In Christianity, there is the doctrine of the "trinity" of God. What would be the name of the corresponding doctrine if the number three were replaced with two, four or five?
To the best of my knowledge, owing to various heresies and schisms in the Christian faith we presently have the following forms of monotheistic doctrine:
Unity - Espoused by the Unitarians, who reject the consubstantiation of God and hold that He is strictly a single person. Jesus is regarded by Unitarians as a prophet who is not a part of the godhead.
Binity - Advocated by the Binitarians, who believe in the co-divinity of Jesus the Son and God the Father.
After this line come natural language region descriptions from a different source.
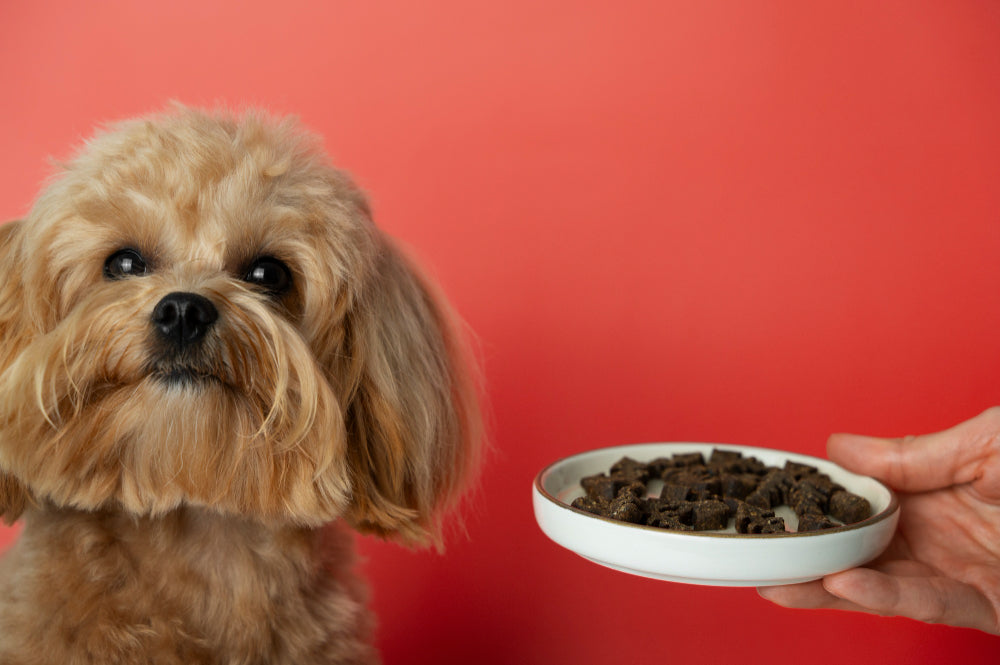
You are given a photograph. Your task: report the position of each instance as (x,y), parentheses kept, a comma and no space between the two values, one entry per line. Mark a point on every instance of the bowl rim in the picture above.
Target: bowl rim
(884,514)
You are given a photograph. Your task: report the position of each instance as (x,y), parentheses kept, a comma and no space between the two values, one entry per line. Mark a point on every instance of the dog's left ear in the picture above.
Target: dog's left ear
(13,495)
(413,417)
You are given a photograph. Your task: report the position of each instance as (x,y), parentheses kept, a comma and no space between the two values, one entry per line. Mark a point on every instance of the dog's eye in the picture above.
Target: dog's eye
(125,263)
(269,274)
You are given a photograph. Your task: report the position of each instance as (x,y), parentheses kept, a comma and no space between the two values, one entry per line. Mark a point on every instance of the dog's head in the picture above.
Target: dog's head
(199,310)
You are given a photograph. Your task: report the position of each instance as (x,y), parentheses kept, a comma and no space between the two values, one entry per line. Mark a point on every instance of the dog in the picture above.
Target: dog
(214,369)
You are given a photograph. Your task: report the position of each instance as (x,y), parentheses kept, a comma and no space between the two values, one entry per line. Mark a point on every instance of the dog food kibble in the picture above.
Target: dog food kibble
(703,496)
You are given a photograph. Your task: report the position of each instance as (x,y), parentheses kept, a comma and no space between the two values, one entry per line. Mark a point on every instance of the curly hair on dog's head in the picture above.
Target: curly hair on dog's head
(329,381)
(211,360)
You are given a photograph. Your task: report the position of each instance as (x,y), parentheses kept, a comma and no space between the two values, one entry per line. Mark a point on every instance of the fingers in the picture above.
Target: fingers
(928,599)
(805,596)
(965,453)
(908,594)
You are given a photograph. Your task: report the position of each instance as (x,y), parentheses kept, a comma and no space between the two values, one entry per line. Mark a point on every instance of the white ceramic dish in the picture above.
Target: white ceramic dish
(722,558)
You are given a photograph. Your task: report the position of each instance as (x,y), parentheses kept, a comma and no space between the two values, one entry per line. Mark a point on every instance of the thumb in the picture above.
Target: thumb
(966,453)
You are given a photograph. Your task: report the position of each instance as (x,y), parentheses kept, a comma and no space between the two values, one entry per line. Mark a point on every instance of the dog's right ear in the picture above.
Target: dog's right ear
(13,495)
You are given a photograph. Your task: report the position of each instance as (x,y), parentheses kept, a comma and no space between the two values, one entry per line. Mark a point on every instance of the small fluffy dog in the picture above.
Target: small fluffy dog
(212,364)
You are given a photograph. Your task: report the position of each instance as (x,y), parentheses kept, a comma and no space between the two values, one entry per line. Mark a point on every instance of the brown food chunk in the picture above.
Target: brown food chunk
(703,496)
(626,507)
(675,492)
(591,505)
(814,522)
(710,515)
(750,519)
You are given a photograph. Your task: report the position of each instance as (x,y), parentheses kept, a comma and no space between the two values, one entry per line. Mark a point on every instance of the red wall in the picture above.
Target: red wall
(713,221)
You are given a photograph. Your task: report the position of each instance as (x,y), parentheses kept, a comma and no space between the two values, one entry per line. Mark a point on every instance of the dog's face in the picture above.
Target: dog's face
(200,311)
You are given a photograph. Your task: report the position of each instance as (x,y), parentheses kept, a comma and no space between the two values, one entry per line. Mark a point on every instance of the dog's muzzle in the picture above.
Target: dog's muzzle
(183,319)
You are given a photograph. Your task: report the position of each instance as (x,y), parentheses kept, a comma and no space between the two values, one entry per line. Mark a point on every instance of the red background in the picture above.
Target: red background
(749,222)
What I find particularly interesting about them is that they believe Jesus was fully divine and co-eternal prior to becoming human, but that he fully surrendered his divinity while in human form, only to regain it in resurrection. This differs from the standard mainstream trinitarian view that Jesus the man was both divine and human.
So to make it really confusing, the Binitarians treat Jesus as a unity at all times, while the trinitarians see his human form as a binity. Still with me? :D
Trinity - The orthodox mainline Christian theology of the coexistent, coeternal three in one: Father, Son and Holy Ghost.
I am not aware of any further such terms of particular Christian significance, but there's a seemingly Scientology-like thing called the Hoffman Quadrinity Process that is all over the Internet and apparently in several countries.
If the Pope ever did pronounce the five-fold nature of God, I expect the word would continue to be based on the Latin root -nitas, and so following the pattern it would be quintinity.
Me, I'm signing up as an infinitarian. If the godhead has constituent parts, it's some unquantifiable number in one. An infinity.